Moreover, it is important to establish the impact of longer periods of maternal supplementation
(e.g., prior to pregnancy).
1612 IN UTERO EXPOSURE TO BISPHENOL A INDUCES
CHANGES IN THE DEVELOPING MAMMARY GLAND.
J. LaRocca, J. Pietruska and M. Hixon. Brown University, Providence, RI.

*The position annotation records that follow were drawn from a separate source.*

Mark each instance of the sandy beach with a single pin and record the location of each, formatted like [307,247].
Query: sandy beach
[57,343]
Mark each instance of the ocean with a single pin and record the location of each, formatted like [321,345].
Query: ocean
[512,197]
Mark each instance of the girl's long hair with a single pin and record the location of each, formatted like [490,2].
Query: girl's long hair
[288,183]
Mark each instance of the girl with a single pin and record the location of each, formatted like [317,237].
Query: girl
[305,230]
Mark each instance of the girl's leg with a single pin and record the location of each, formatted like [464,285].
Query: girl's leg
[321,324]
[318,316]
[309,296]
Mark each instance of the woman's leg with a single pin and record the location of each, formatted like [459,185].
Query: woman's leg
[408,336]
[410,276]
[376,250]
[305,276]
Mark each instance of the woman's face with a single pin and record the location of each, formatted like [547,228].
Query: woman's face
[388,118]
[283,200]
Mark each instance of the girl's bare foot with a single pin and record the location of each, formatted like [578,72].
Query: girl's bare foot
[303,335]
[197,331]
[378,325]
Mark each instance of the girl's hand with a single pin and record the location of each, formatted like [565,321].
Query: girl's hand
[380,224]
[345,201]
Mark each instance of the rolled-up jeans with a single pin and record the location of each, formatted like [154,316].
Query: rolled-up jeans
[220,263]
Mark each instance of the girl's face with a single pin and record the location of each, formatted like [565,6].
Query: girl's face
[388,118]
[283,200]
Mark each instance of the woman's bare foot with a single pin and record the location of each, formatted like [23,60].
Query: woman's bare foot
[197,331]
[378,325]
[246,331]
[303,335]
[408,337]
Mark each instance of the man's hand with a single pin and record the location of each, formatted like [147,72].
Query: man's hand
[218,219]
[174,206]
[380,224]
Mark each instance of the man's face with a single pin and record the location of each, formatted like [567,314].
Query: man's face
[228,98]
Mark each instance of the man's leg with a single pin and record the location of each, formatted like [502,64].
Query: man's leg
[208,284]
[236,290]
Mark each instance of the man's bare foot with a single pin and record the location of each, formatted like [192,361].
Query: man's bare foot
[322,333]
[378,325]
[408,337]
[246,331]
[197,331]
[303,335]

Bisphenol A (BPA), a chemical widely used in the production of plastics, is the subject
of recent controversy as to its effects as a reproductive toxicant. We are investigating
if in utero exposure to low to moderate doses of BPA induces phenotypic
and/or transcriptional changes in the adult mammary gland. Pregnant C57/Bl6
mice were exposed to either sesame oil as a negative control, a low dose (50μg/kg) of
BPA, a moderate dose (1,000μg/kg) of BPA, or diethylstilbestrol (2.0μg/kg) as a
positive control via oral gavage from gestational days 10 to 16. Offspring were sacrificed
at either postnatal day (PND) 25 or PND 56. Whole mount analysis indicated
that both mammary gland ductal outgrowth and the terminal end bud population
were significantly decreased at PND 25 for the 50μg/kg BPA and DES
exposure groups, but were unchanged for the 1,000μg/kg BPA group. However, by
adulthood mammary glands exposed in utero with BPA at both the moderate (50
μg/kg) and high (1,000 μg/kg) dose or DES (2 μg/kg) resulted in increased ductal
outgrowth as compared to sesame oil control glands. Real-time RT-PCR revealed
statistically significant increased expression of progesterone receptor, estrogen receptor
alpha, and g-coupled protein receptor 30 (GPR30) in PND 25 mammary
glands exposed in utero with 1,000μg/kg BPA. Interestingly, by adulthood GPR30
mRNA levels were significantly decreased in all exposure groups. Initial evidence
also suggests that mice exposed to 30 mg/kg Dimethylbenz[α]nthracene at PND 56
that were previously exposed in utero to 1,000 μg/kg BPA have increased mammary
hyperplasia by one year of age. We are currently conducting in vitro experiments
with BPA to differentiate between classical and non-classical estrogenic signaling
pathways. Our results suggest that in utero exposure to BPA alters postnatal mammary
gland development, causing a permanent change in mammary gland structure
and possibly increased susceptibility to cancer development following carcinogen
exposure. Furthermore, the pathways through which BPA elicits its response appear
to be dependent on the dose, resulting in a non-monotomic dose response.